Nursing Homes and COVID-19 Crisis Front and Center on Senate Floor

Legislation | July 01, 2020 | by Marsha R. Greenfield

On June 30, Sens. Casey (D-PA), Whitehouse (D-RI), Hassan (D-NH), Shaheen (D-NH), and Blumenthal (D-CT) held the Senate floor urging passage of Sen. Casey and Whitehouse’s bill, “Nursing Home COVID-19 Protection and Prevention Act of 2020”, which LeadingAge has endorsed.

On June 30, Sens. Casey (D-PA), Whitehouse (D-RI), Hassan (D-NH), Shaheen (D-NH), and Blumenthal (D-CT) held the Senate floor urging passage of Sen. Casey and Whitehouse’s bill, “Nursing Home COVID-19 Protection and Prevention Act of 2020”, which LeadingAge has endorsed.

Sen. Casey spoke of the need to give nursing homes the resources to implement best practices, and that his bill provides funding for cohorting and other resources to ensure access to PPE and testing. Sen. Whitehouse pointed to the need for surge teams to support nursing homes confronting COVID cases. Sen. Hassan noted that 80% of the deaths in New Hampshire were in nursing homes, and addressed the lack of adequate PPE, including moldy materials in FEMA shipments. Sen. Shaheen reiterated the need to support nursing homes, and Sen. Blumenthal spoke eloquently of Congress’s obligation to focus on nursing homes, the needs of frontline workers for additional pay and benefits, and the physical and emotional isolation of staff and residents. He argued that the bill was a necessity not a luxury and that the Senate should not recess for 2 weeks, leaving nursing home residents vulnerable.

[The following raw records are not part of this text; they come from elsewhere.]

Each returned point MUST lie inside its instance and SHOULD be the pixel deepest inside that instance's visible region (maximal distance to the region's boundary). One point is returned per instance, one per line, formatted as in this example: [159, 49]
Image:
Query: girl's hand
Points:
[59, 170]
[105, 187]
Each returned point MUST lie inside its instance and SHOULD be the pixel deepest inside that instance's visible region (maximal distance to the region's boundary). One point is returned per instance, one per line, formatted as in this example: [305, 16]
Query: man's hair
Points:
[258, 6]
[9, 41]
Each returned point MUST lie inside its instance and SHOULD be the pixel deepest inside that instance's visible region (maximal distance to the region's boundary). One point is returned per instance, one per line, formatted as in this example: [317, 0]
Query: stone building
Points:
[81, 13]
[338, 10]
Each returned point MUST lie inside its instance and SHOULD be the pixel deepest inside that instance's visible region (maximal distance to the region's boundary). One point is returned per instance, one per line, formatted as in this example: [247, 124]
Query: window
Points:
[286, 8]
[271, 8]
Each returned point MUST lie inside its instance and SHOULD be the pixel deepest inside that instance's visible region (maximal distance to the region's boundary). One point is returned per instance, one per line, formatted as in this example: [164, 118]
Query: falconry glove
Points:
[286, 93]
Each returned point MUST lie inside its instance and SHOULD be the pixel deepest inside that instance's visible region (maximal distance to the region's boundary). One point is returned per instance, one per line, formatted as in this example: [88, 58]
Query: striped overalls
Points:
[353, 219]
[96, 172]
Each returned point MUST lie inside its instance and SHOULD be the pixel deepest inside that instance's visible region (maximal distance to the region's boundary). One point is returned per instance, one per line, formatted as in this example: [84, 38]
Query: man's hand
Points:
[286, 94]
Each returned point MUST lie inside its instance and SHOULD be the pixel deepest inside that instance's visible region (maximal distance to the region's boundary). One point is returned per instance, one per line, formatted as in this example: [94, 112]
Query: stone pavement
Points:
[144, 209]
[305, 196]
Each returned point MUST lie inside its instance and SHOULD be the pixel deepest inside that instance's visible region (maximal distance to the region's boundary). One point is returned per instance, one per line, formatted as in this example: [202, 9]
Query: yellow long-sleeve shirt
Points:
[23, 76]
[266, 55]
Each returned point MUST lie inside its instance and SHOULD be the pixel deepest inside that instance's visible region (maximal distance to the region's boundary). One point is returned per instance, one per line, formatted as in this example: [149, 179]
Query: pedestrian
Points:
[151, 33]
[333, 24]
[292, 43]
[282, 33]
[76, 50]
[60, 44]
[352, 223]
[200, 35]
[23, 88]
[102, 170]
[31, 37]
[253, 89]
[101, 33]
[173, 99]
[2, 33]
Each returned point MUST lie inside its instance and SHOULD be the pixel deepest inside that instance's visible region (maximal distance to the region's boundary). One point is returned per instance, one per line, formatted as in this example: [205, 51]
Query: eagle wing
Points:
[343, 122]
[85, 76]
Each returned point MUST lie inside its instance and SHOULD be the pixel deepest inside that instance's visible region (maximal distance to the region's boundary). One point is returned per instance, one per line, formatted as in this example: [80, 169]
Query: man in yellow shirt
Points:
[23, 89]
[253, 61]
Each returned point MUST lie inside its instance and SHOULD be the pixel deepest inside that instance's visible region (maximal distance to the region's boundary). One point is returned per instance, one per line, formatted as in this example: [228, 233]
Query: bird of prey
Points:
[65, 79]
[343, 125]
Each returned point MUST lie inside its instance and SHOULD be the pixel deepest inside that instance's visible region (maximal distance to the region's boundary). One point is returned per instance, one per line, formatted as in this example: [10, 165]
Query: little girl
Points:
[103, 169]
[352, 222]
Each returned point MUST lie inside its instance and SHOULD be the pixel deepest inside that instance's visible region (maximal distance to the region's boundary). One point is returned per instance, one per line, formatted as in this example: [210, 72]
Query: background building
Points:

Sen. Casey concluded similarly, that this is a federal responsibility – the federal government is primary payer and sets the rules and regulations that nursing homes must follow. Everyone, he concluded, must do better, there must be a strategy or “do we want to stand here six months from now?” asking the same questions.

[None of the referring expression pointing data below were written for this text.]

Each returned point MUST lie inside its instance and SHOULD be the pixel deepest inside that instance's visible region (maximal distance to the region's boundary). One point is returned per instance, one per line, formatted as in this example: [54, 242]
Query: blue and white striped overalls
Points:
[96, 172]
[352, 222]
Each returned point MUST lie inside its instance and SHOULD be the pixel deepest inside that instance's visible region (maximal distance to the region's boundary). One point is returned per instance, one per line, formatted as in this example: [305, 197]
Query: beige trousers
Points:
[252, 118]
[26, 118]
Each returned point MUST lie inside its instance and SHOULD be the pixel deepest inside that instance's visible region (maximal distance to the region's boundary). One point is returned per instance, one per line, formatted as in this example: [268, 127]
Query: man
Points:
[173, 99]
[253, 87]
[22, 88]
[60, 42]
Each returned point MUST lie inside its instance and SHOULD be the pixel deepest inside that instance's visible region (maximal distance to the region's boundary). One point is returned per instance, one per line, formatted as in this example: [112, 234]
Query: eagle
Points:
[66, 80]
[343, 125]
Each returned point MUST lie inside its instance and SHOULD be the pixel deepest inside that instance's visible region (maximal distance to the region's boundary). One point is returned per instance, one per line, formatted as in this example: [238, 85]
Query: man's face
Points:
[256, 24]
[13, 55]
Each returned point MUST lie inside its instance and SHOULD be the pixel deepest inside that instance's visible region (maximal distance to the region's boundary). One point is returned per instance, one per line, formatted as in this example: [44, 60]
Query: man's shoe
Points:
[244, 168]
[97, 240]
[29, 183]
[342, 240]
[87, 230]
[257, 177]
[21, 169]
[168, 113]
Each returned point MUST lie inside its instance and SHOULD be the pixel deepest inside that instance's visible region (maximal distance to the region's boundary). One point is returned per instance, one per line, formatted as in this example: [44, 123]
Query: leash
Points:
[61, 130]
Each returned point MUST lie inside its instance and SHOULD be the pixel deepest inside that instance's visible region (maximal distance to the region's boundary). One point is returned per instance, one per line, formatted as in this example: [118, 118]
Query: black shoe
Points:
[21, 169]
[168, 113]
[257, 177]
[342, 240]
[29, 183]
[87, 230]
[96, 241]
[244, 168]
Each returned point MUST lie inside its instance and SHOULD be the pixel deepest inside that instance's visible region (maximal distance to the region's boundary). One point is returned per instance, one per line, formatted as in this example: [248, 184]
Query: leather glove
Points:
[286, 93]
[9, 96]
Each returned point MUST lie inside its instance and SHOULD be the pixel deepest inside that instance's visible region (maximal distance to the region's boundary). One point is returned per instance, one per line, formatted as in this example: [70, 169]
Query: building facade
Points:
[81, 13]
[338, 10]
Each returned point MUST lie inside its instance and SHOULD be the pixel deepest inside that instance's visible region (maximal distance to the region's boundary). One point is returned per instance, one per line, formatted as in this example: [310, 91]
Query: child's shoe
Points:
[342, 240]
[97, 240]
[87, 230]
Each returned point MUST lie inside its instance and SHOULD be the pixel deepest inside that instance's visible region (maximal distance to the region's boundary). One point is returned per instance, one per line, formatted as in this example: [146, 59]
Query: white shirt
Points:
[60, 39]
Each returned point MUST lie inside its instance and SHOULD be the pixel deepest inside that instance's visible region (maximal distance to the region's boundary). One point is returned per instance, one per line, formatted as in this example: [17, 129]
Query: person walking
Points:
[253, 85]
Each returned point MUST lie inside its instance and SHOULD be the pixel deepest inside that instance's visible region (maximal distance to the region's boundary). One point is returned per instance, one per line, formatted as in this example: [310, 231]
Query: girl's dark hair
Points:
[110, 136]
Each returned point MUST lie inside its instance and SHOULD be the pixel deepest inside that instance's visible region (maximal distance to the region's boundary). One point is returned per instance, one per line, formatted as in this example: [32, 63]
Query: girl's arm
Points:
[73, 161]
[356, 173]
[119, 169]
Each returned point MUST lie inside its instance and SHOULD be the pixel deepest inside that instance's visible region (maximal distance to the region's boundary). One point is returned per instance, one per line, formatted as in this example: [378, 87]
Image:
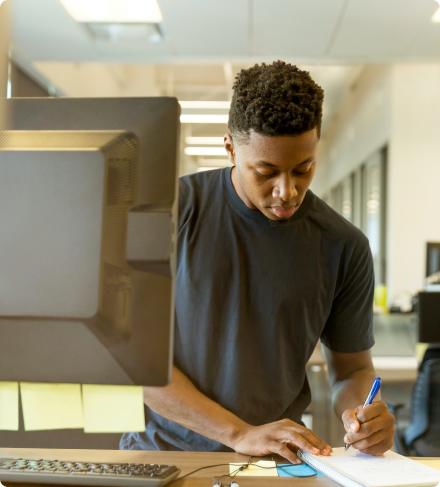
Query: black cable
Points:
[238, 470]
[198, 470]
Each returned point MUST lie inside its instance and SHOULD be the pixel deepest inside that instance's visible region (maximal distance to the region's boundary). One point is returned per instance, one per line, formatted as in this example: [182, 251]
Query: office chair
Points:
[422, 435]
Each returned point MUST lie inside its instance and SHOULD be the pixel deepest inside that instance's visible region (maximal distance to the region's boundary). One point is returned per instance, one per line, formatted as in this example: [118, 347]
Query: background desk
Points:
[186, 461]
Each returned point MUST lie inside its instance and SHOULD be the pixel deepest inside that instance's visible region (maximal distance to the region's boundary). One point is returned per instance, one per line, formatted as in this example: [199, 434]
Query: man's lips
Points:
[284, 212]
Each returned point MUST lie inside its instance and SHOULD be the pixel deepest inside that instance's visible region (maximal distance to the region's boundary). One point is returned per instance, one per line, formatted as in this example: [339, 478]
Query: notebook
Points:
[354, 469]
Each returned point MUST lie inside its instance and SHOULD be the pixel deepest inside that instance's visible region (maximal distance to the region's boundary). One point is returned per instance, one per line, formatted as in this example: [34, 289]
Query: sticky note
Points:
[9, 406]
[261, 468]
[113, 409]
[51, 406]
[302, 470]
[420, 351]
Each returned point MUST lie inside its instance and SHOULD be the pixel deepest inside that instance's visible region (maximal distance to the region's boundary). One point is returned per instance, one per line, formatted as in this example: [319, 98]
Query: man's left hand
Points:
[369, 429]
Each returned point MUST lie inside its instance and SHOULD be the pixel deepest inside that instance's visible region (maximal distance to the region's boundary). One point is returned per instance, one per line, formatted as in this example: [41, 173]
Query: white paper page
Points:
[391, 470]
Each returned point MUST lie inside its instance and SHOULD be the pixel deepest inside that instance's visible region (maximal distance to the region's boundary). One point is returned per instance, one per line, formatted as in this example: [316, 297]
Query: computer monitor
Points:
[432, 258]
[429, 316]
[87, 245]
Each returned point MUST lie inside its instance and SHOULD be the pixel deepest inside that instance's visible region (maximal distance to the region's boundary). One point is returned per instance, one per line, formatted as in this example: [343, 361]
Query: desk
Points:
[186, 461]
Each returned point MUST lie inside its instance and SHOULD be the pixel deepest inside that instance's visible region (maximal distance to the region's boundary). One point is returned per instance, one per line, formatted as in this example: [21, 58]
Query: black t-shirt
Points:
[253, 297]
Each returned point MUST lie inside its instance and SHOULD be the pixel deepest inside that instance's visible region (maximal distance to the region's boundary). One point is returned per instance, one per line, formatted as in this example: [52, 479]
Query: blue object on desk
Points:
[302, 470]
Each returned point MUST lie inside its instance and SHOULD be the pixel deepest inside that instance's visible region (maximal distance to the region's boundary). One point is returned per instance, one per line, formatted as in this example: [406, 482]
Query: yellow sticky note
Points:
[113, 409]
[51, 406]
[262, 468]
[9, 406]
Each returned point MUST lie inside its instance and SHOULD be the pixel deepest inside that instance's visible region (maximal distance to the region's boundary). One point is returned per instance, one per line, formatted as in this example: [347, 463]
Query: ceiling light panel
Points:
[204, 118]
[114, 11]
[205, 151]
[204, 140]
[205, 104]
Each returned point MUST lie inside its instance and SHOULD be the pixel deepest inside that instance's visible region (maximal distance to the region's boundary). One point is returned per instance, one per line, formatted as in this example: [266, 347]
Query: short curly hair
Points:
[275, 99]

The bill was not able to pass by unanimous consent, as Sen. Johnson (R-WI) reserved objection (which meant he could withdraw after the speeches by proponents but he did not), arguing that the CARES Act was very generous, that nursing homes had already received around $5B, and that sufficient funds remained to address nursing home needs.

The Senate and House are not in recess for two weeks. We anticipate that during these weeks and until the end of July there will be negotiations on the next coronavirus package. We will be working to ensure that LeadingAge’s priorities for all our members are taken seriously and included in that bill, which is likely to be the last bill this summer to provide funding and resources to address the pandemic.